Goldman to scorch the earth for Sweb

THE FIGHT for South Western Electricity has taken on a new dimension with last week's appointment of US investment bank Goldman Sachs as an adviser to the company.

The move increases the likelihood that Sweb will opt for a "scorched earth" defence in the pounds 1bn hostile bid it faces from the US electricity concern Southern Company.

Goldman will use the expertise it gained in the US utility sector to develop a model that will stretch Sweb's gearing dramatically, far beyond the 60-80 per cent first mooted by the market when the bid was announced. Sweb could raise gearing to 170 per cent and above.

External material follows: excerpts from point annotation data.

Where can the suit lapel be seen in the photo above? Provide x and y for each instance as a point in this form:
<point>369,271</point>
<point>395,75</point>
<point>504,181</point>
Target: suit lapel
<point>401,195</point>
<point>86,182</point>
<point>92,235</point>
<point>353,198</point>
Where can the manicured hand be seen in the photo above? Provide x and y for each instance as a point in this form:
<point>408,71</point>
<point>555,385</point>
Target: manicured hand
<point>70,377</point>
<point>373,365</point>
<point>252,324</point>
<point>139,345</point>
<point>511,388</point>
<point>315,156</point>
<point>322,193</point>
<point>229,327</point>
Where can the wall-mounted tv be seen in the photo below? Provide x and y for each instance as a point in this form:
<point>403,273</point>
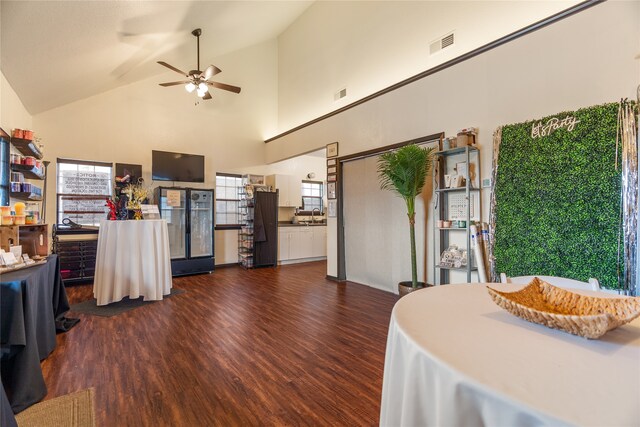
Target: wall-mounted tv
<point>167,166</point>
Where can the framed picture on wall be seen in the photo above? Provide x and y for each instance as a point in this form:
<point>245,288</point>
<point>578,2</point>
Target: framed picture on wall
<point>132,171</point>
<point>331,190</point>
<point>332,149</point>
<point>332,208</point>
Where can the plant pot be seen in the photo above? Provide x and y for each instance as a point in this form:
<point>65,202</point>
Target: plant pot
<point>405,288</point>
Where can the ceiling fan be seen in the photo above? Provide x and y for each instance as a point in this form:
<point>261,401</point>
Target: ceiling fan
<point>198,80</point>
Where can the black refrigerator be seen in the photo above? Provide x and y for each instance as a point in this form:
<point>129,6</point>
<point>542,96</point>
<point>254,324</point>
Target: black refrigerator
<point>189,213</point>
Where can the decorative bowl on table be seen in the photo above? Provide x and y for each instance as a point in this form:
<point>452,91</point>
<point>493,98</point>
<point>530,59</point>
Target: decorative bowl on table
<point>557,308</point>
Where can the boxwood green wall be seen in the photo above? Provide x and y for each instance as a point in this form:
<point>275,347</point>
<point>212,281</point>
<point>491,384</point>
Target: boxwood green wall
<point>558,199</point>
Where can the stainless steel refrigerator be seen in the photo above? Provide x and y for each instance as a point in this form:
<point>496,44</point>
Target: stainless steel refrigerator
<point>190,218</point>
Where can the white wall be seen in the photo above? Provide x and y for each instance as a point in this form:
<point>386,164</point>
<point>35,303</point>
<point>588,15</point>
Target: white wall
<point>583,60</point>
<point>125,124</point>
<point>227,241</point>
<point>12,112</point>
<point>366,46</point>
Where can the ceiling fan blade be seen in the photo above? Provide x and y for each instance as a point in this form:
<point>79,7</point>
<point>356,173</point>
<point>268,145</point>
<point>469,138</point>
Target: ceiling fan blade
<point>234,89</point>
<point>171,67</point>
<point>174,83</point>
<point>211,71</point>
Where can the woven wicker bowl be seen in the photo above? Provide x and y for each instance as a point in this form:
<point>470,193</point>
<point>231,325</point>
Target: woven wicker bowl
<point>557,308</point>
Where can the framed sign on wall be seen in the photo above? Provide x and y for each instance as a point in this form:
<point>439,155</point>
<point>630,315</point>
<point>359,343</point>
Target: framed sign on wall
<point>331,190</point>
<point>332,149</point>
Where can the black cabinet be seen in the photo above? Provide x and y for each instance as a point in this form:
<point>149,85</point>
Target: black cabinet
<point>76,250</point>
<point>258,238</point>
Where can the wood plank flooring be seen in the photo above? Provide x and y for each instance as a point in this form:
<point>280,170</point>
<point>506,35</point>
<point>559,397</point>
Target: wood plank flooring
<point>272,346</point>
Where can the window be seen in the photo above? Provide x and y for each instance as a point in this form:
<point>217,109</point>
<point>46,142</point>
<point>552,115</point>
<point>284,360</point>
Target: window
<point>312,195</point>
<point>82,190</point>
<point>227,199</point>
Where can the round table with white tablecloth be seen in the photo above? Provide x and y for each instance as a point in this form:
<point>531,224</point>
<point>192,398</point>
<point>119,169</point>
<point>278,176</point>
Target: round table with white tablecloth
<point>454,358</point>
<point>133,260</point>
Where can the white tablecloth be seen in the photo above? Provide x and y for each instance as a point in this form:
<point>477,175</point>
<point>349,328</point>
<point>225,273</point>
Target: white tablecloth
<point>454,358</point>
<point>132,260</point>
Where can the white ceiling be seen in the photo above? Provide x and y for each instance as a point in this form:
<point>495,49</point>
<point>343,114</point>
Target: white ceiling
<point>56,52</point>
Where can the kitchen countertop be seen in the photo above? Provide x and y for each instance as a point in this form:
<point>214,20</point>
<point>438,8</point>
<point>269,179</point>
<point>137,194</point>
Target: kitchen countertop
<point>301,224</point>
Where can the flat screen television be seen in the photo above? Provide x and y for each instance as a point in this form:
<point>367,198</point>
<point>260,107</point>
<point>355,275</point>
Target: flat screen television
<point>167,166</point>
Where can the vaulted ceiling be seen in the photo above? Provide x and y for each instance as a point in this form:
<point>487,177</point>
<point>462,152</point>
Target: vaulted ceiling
<point>56,52</point>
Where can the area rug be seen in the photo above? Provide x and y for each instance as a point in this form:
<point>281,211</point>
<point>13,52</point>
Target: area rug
<point>71,410</point>
<point>115,308</point>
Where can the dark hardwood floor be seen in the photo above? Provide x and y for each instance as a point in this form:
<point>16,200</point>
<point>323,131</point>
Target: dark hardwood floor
<point>272,346</point>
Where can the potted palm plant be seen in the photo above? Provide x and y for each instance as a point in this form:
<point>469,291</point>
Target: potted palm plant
<point>405,171</point>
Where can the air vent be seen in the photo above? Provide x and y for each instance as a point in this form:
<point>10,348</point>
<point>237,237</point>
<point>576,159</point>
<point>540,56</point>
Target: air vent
<point>441,43</point>
<point>340,94</point>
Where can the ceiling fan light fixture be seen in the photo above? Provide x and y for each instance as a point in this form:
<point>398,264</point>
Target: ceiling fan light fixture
<point>198,80</point>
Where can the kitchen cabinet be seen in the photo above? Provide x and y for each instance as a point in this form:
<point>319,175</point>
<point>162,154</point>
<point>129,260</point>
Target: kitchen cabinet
<point>319,246</point>
<point>300,242</point>
<point>284,237</point>
<point>290,189</point>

Evidence of this came in Friday's news from Northern Electric. Northern, concerned at the resumption of hostilities with Trafalgar House, said it would boost gearing to 175 per cent by March 1997, to fund a special package to shareholders worth pounds 2.50 a share. That figure is less than the 225 per cent it had proposed originally, when it faced a pounds 9.50 a share bid from Trafalgar House.

Northern's gearing was only reduced after Professor Stephen Littlechild's latest review imposed tougher price controls on the sector. Even after this package, several City analysts value Northern's shares as high as pounds 11. Few thought Trafalgar could recommence hostilities with an offer any less than pounds 9.50.

Trafalgar's chief executive, Nigel Rich, is examining Northern's package closely, but the company said there would be no rush to pronounce on its decision. It has until 10 August to respond.

Goldman Sachs has built a reputation as a defence specialist in the UK, and has been involved in several high-profile encounters. But this will be the first time it has been brought in to advise a UK client solely on its expertise in the US utility market. It boasts a top-rated utilities research team in New York.

A source close to Sweb conceded that Goldman's main role would be to explore how gearing could be expanded in line with US companies, most of which are comfortable with gearing of 100 per cent and over. This compares with the 12 per cent Sweb had at the time of its interim results in June, when net borrowings stood at a mere pounds 61.2m. That figure could rise to substantially in excess of pounds 300m, if Sweb were to go down the route chosen by Northern.

Sweb has retained Schroders as its lead adviser. Southern, the largest electricity generator in the US with a market capitalisation of over $14bn through its overseas arm, Southern Electric International, launched a dawn raid for 15 per cent of SWEB's shares a fortnight ago, at pounds 9 a share. It obtained just over 11 per cent.

Hopes of an agreed offer were short-lived, and talks were aborted after a day. Both sides claim the other was at fault. One source close to Southern said: "Sweb weren't prepared to offer any further information or reason why we should bid above pounds 9. Southern has done an enormous amount of due diligence on this, so the only option left was to bid at pounds 9."